According to The Citizen, another East African member of al-Qaeda, the Tanzanian Ahmed Ghailani, "would have risen up the ladder following bin Laden's death had he not been jailed for life in the US earlier this year for his role in the 1998 bombings."
African leaders appear jubilant, but also realistic, knowing that defeating Islamic terrorism still lies ahead. Al-Qaeda and its branches have hit Africa in its heart more than once, and have killed hundreds of innocent victims. Last year, the Somali-based Al-Shabaab militant group carried out a suicide bombing in Uganda.

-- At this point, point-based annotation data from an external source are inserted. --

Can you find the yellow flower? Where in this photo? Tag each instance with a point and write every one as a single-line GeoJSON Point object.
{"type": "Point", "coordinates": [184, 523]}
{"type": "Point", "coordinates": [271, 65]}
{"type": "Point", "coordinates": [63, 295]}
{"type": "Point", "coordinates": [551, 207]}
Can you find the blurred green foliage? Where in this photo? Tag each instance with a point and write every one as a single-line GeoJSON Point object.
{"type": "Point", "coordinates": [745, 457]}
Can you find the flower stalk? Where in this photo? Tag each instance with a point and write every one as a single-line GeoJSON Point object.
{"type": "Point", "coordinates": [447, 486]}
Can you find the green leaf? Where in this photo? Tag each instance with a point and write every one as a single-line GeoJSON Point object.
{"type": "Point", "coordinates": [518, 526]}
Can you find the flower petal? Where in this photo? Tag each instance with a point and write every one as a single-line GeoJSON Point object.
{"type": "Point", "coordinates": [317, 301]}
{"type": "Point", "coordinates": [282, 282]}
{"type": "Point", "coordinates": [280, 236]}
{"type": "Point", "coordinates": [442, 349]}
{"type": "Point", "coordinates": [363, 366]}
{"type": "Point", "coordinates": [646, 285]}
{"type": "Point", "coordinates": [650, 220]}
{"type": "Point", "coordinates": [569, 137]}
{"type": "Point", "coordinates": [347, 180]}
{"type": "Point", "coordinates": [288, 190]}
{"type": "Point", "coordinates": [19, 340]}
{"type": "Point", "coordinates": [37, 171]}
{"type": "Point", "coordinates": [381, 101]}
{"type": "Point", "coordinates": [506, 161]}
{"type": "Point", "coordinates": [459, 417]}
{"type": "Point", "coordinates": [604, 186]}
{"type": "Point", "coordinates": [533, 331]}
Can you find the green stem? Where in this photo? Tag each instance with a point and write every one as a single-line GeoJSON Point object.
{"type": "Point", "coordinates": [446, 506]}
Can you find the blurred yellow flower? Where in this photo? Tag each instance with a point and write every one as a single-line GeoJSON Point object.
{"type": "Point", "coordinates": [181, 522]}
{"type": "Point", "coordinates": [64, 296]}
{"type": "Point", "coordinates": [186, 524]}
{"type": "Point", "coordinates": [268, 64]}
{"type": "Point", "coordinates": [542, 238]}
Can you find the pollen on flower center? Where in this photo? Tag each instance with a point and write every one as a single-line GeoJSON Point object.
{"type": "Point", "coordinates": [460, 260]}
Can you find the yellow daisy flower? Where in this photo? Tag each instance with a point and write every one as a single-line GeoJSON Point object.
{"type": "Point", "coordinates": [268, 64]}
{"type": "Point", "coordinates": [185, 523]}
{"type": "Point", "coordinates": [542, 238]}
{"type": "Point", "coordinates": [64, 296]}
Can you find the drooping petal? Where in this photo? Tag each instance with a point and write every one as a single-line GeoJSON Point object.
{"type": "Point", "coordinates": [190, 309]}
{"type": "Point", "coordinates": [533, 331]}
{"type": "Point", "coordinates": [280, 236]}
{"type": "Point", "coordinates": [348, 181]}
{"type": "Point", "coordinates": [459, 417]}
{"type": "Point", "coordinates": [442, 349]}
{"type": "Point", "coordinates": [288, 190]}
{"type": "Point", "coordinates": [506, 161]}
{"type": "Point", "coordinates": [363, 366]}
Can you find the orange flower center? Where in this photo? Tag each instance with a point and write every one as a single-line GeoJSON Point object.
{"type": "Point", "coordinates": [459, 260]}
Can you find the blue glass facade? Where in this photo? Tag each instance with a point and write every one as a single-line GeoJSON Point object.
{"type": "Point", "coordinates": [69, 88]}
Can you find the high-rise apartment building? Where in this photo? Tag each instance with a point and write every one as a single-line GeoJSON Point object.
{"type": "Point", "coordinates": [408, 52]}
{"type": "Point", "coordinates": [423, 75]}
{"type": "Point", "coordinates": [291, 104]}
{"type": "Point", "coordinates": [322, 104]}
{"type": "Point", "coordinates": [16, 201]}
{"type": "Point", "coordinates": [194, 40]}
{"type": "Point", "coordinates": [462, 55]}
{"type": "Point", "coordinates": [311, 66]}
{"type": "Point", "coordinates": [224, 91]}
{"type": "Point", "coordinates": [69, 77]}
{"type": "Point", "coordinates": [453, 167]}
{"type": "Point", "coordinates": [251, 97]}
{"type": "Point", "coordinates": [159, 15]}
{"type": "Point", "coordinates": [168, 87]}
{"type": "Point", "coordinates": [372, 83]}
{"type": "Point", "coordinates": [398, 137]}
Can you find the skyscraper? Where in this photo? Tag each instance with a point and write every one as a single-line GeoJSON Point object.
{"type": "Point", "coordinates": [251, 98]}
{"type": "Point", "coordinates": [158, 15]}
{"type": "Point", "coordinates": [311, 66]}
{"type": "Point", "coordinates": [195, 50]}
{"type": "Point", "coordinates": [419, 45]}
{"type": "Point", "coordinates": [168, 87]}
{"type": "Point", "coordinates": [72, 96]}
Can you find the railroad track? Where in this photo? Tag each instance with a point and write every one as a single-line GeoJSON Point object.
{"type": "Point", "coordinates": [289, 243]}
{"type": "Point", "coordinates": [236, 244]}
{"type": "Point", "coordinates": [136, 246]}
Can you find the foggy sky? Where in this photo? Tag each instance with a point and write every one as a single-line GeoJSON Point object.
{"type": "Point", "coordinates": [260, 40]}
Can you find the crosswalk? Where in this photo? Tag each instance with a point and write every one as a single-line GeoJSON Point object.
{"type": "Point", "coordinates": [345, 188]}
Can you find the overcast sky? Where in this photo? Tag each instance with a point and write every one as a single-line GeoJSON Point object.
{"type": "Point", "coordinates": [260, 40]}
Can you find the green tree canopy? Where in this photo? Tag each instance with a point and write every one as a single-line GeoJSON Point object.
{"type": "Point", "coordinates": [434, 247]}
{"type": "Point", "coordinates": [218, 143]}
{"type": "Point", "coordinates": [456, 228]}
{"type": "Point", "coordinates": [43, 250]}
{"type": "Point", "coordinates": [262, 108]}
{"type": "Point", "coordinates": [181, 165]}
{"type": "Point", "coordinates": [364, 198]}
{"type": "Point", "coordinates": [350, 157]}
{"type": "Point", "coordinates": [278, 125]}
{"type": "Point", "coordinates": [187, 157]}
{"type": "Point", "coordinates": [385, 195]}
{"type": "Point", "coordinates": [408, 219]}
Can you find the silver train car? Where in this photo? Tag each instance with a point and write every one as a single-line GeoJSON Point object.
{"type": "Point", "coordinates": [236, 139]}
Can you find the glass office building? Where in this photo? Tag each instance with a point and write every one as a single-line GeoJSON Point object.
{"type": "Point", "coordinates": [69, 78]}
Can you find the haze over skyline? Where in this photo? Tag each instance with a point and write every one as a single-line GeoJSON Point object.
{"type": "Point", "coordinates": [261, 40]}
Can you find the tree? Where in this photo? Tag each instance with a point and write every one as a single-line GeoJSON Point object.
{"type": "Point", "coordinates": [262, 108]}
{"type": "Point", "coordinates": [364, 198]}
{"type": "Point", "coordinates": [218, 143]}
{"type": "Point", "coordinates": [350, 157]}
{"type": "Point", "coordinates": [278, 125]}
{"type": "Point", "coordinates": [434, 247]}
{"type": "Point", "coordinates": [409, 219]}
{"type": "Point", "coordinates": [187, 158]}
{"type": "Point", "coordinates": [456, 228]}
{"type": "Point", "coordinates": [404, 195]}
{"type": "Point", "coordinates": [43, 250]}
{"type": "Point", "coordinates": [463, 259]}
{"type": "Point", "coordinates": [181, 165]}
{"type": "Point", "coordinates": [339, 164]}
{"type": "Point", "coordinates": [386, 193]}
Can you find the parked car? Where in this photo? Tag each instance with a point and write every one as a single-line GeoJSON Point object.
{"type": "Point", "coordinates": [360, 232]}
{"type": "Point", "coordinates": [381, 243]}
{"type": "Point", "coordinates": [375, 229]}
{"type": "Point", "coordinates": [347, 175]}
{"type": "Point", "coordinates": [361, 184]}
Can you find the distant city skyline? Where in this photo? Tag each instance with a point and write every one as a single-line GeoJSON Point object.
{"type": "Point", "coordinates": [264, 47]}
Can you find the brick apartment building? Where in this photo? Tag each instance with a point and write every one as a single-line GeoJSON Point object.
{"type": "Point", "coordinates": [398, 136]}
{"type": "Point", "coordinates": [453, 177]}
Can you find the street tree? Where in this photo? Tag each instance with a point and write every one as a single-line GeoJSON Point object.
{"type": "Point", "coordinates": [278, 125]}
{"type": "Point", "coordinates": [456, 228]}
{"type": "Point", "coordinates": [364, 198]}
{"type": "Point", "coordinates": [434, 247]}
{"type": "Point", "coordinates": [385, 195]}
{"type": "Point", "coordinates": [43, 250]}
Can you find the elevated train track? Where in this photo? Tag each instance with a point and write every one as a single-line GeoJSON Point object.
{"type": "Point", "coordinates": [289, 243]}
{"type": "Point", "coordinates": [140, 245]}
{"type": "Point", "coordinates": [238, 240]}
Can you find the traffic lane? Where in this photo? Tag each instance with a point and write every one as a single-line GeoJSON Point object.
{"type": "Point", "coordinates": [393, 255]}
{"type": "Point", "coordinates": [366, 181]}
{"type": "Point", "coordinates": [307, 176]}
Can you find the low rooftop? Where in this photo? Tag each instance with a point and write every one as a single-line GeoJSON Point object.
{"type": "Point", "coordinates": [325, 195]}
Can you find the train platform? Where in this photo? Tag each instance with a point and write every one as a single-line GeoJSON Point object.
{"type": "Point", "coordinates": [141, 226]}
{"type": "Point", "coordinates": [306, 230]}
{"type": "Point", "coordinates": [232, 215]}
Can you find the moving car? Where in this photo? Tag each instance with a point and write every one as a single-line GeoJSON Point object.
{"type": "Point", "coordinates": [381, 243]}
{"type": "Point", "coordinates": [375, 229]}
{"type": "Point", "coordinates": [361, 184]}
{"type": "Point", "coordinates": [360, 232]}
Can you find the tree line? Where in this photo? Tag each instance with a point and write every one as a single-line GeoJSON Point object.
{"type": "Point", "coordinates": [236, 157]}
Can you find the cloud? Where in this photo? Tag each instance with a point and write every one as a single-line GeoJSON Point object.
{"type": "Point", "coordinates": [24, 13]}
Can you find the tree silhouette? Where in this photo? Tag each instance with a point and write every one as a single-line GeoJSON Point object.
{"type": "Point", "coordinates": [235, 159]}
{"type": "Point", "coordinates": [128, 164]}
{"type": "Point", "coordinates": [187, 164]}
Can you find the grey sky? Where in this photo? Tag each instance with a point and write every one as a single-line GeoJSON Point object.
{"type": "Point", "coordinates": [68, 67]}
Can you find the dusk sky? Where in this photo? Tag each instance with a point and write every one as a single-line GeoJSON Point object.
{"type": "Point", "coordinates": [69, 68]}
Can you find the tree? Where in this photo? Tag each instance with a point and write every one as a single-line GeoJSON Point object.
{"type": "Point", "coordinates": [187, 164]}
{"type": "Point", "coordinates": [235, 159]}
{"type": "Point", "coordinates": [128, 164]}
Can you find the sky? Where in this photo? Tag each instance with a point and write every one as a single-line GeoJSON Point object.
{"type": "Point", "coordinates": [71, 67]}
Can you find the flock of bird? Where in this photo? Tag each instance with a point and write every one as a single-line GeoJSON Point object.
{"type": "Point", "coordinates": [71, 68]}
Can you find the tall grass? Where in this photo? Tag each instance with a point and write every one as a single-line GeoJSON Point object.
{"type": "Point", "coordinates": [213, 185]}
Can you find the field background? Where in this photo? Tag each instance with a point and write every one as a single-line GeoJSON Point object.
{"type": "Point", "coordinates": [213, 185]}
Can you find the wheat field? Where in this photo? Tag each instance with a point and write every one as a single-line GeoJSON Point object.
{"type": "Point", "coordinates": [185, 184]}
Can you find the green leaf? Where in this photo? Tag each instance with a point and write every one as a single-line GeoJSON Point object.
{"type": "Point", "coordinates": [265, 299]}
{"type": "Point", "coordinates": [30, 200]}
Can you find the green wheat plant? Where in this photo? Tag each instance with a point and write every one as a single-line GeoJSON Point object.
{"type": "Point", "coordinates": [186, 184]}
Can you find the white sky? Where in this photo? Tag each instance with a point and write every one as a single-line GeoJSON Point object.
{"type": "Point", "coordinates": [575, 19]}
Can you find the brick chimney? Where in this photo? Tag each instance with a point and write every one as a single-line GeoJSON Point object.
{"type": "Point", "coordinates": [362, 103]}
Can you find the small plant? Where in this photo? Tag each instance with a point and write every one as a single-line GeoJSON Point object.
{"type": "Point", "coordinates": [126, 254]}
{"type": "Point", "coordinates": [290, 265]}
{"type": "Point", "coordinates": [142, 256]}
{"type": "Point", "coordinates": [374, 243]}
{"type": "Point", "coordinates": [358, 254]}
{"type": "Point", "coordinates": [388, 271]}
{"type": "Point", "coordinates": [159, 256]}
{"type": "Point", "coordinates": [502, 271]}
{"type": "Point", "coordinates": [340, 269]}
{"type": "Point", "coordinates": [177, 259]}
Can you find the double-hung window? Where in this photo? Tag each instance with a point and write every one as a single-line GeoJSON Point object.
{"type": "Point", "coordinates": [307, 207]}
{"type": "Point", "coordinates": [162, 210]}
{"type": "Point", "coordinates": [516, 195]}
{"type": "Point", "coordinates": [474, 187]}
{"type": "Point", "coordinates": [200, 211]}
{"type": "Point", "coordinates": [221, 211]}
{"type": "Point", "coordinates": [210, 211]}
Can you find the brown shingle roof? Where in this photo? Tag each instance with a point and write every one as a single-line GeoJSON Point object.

Further, Mali and the whole of North Africa keep on being threatened by al-Qaeda in the Islamic Maghreb [AQMI]. Mali's Foreign Minister, Soumeylou Boubeye Maiga, was quoted by the French daily Le Monde as saying that the killing of Bin Laden was a blow to the Islamist network but that he feared that it could also boost support for the AQMI.
The general feeling after Bin Laden's death, however, is that "justice has been done." Some Somali women's groups even wrote a statement thanking the US for killing Bin Laden, and saying that he was responsible for the deaths of thousands of women and children in the Somalia, where al-Shabab operates.